I don't think there is an easy way to modify the values that are displayed in any of the default state charts in the Dashboard. However, you can manually retrieve the values that those charts are using in their calculations by using the getstat() command. You can also use this command in a Custom Chart from the Dashboard's library. I have included a sample model as an example (dashboard-customhoursutilizedperweek-example.fsm).

To set up a Custom Chart, you first add objects in the Associations tab just like you would add objects in any other State chart. Then, you define the data that will be displayed in the Data tab.

If you'd like to learn more about how Series and Categories are used in a Custom Chard, you can read more about them in the User Manual, under Charting and Reporting > The Dashboard > Concepts > Custom Chart. But since you only want to display one piece of information for each Operator, I have both set to 1 in the example model. The important part is the Data Point Value field, where I use this custom code:

double stat = getstat(current, "State", STAT_TIME_AT_VALUE, 0, STATE_UTILIZE)/3600;
double currentWeek = getmodelunit(CURRENT_DAY)/7;


if (currentWeek == 0)
	return 0;


return stat / currentWeek;

It is possible to condense this into fewer lines and possibly even one line, but I went ahead and separate it out for easier reading.

The gist of how I am using the getstate() command is it will retrieve the amount of time an object has been in a specified state. The current variable is a reference to the object(s) selected in the Associations tab of the chart. The "State" string means we want to look at the object's states when retrieving information (there are other possibilities that are outlined in the User Manual).

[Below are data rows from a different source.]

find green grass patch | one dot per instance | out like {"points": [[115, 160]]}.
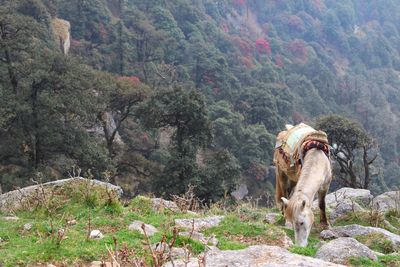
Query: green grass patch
{"points": [[365, 262], [312, 246], [233, 233]]}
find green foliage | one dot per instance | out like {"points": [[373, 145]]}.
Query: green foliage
{"points": [[326, 56]]}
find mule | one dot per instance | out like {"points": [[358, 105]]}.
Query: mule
{"points": [[295, 194]]}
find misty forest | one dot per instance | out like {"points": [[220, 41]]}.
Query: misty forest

The STAT_TIME_AT_VALUE means we want to get the current number for the specified state (again, there are other possible values that can be put here defined in the User Manual). The 0 is the state profile we want to look at (0 is the default state profile, but you can create custom profiles and reference them instead). And the STATE_UTILIZE is the state we want to get information from. I also divide by 3600 to give us that number in hours since my model is running in seconds.

If you would like to include more than just the utilize state, you'll need to use the getstate() command multiple times and add all the different states together to get the needed total. And if you are using different time units in your model, you'll want to change the 3600 accordingly to get that total in terms of hours.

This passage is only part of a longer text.